Been looking at this knife as an option

http://www.knivesandstones.com/tana...o-240mm-with-custom-octagonal-bubinga-handle/

Everything was looking good until I noticed the width at top of heel - 3.8mm

It does taper (to 2.8 middle of blade and then carries on to 1.1)

Is this really as wide as it seems (to my un-trained eyes)?

And anything else I should be aware of?

Thanks as always


----------



## kevpenbanc (Jan 18, 2014)

I picked up a 240 from metal master a bit over 2 years ago, the equivalent measurements on that are 3.3, 2.6 and 1.3.
I don't know if that extra half mil makes a difference, but I don't feel that the knife is particularly fat or anything. Definately no anorexic laser, it's a solid peace of steel.
FWIW, I picked up a 240 Ginsan from James recently and for me the Ginsan is a better cutter and all round knife. Not that there's a lot in it.


----------



## mike9 (Jul 13, 2012)

It's thick only at the tang juncture where it fits into the handle. It really tapers down at the choil. That's an excellent knife I gifted mine to my best man a few years ago. I get to use it when we visit and I think about getting another one some day. That's also a good price for a custom handle.

Video review -


----------



## bonesetter (Nov 11, 2015)

Thanks guys

It's out of stock at the moment, otherwise I would have pulled the trigger

However, after far too much time searching to decide, I've just bought this
[h1]Kohetsu AS Western Gyuto [/h1]




  








kohetsu-western-as-gyuto-240mm-2.png




__
bonesetter


__
Nov 29, 2015


----------



## ordo (Mar 19, 2009)

Nice choice. But take care: the pick looks like a 270 mm.


----------



## bonesetter (Nov 11, 2015)

ordo said:


> Nice choice. But take care: the pick looks like a 270 mm.

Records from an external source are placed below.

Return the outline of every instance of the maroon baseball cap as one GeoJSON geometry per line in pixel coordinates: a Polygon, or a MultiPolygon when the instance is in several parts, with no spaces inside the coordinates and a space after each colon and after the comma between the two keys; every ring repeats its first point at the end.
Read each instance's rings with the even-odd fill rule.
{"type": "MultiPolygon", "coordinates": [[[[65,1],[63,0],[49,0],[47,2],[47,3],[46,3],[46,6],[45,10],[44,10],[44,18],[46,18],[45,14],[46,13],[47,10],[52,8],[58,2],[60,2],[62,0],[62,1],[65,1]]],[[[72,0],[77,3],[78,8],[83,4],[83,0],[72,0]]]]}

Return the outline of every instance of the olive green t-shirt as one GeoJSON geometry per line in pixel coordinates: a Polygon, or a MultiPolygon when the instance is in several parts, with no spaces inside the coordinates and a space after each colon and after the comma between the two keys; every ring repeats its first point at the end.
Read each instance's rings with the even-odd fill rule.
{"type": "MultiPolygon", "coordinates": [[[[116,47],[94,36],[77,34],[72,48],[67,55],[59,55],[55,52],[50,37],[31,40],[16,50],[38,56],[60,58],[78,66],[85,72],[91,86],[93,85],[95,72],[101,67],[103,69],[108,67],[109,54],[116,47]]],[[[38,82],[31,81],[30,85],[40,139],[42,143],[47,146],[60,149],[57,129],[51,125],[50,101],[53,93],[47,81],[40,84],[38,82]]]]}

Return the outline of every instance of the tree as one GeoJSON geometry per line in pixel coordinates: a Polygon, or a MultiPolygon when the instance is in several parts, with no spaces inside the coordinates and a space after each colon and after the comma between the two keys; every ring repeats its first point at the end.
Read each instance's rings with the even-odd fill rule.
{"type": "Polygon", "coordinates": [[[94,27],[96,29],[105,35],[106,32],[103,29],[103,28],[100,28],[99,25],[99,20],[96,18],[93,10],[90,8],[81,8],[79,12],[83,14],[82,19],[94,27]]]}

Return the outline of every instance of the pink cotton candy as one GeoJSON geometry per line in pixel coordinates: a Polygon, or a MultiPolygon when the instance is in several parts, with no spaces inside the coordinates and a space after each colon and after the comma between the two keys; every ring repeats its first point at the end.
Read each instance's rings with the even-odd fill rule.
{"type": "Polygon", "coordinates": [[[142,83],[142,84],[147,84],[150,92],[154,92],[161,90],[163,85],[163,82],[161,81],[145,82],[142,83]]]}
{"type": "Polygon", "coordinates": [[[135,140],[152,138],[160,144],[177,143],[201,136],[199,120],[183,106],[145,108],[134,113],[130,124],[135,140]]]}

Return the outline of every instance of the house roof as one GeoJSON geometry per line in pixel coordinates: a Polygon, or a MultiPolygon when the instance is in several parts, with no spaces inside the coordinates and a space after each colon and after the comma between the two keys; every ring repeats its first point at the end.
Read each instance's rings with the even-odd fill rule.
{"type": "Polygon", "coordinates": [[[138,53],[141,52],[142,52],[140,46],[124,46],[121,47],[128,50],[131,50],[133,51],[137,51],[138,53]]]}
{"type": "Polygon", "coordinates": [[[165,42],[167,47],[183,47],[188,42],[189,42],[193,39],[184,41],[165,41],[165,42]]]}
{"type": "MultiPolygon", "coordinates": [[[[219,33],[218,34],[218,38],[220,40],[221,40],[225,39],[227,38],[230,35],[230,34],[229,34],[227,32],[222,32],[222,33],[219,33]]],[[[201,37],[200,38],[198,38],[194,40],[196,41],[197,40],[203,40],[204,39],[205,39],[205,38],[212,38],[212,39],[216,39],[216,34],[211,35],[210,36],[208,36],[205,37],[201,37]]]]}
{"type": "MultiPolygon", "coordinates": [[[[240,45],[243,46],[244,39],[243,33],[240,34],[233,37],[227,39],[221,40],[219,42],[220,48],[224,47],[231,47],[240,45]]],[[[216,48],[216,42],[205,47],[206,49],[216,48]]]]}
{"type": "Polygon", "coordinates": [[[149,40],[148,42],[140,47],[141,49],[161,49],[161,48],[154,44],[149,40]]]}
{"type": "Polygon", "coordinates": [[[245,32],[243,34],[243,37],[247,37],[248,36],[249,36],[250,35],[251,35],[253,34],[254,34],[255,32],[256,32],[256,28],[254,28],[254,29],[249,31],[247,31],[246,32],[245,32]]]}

Thanks for the thumbs up - good to have that

The knife hasn't shipped yet (from Mark @ cktg) I don't think. Do you think I should shoot him an email and check re sizing?


----------



## millionsknives (Apr 25, 2014)

My guess is that it is the same picture used for all the gyutos in this line.  It's unlikely he'd send you a bigger knife (more expensive) for the price of a 240


----------



## ordo (Mar 19, 2009)

It's the same pick for all of them, a 270 mm. in my eyes.

240 mm. is like a perfect home cook knife size. Hope you enjoy it.

And don't change your mind again, please!


----------



## bonesetter (Nov 11, 2015)

ordo said:


> It's the same pick for all of them, a 270 mm. in my eyes.
> 
> 240 mm. is like a perfect home cook knife size. Hope you enjoy it.
> 
> And don't change your mind again, please!


He he. From reading (far too many now) threads here and elsewhere, it seems a common progression to move from German to Japanese/French.

I started out with a 8" Victorinox and then a 10" Welch which I really enjoyed, being the first 10" I had used.

I just wish I had cancelled that Shun order before it got sent


----------